Er sah blass aus, fast schon leblos, was eindeutig als positiv einzustufen war. Drei große Schritte reichten aus und ich stand direkt neben seiner Liege. Man konnte kaum noch seinen Atem hören und ich wusste, wenn ich zu lange warte, würde er uns wegsterben bevor wir die Testergebnisse erzielen konnten.
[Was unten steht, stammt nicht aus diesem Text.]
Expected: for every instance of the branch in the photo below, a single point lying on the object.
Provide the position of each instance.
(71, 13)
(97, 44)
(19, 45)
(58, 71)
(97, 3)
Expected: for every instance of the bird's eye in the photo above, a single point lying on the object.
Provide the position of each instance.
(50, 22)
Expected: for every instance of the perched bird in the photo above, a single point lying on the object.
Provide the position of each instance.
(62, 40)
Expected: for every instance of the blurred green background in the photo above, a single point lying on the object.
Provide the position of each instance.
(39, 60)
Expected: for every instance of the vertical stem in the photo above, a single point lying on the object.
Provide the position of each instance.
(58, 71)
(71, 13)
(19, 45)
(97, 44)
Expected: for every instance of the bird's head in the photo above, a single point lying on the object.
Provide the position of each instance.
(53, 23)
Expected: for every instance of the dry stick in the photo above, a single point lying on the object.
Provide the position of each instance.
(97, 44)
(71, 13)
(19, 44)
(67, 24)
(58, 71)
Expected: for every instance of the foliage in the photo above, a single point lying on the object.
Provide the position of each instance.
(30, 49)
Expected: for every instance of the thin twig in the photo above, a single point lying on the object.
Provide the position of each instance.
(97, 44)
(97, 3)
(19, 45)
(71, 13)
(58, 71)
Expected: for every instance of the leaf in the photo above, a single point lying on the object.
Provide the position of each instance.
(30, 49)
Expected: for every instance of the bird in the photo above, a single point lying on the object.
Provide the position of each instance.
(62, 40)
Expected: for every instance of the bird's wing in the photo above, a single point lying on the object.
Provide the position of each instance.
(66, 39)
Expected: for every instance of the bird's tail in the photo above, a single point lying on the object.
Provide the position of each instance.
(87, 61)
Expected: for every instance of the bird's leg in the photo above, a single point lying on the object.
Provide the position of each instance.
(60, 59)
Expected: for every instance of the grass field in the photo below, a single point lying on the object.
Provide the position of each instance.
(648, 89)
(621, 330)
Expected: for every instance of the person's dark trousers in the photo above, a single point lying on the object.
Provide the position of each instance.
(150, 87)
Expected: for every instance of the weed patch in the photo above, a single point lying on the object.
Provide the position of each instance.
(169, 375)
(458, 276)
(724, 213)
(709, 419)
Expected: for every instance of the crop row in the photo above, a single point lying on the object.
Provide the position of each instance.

Vorsichtig legte ich meine feingliedrigen Finger zuerst auf seine Stirn, dann an seinen Hinterkopf und zum Schluss an seine Schläfen. Wir brauchten hier anscheinend die stärkste Fräse die wir hatten, sonst würden wir durch seinen Dickschädel nicht durchkommen, da war ich überzeugt. Langsam legte ich Proband 209 ein OP-Tuch über das gesamte Gesicht, eigentlich war das völlig sinnlos, aber Professor Isaacs bestand nun einmal darauf. Immerhin waren wir kein Schlachthaus, obwohl die nutzlosen Körper am Ende ja doch alle weggeworfen wurden. Kurz blickte ich zur zweiten Liege, wenn alles glatt laufen würde, dann hätte diese erbärmliche Gestalt bald den Körper eines Adonis. Gottgleich lag der leblose Körper auf der Trage, ihm mangelte es an nichts, außer einem Gehirn, welches ihm von Proband 209 geliefert werden sollte.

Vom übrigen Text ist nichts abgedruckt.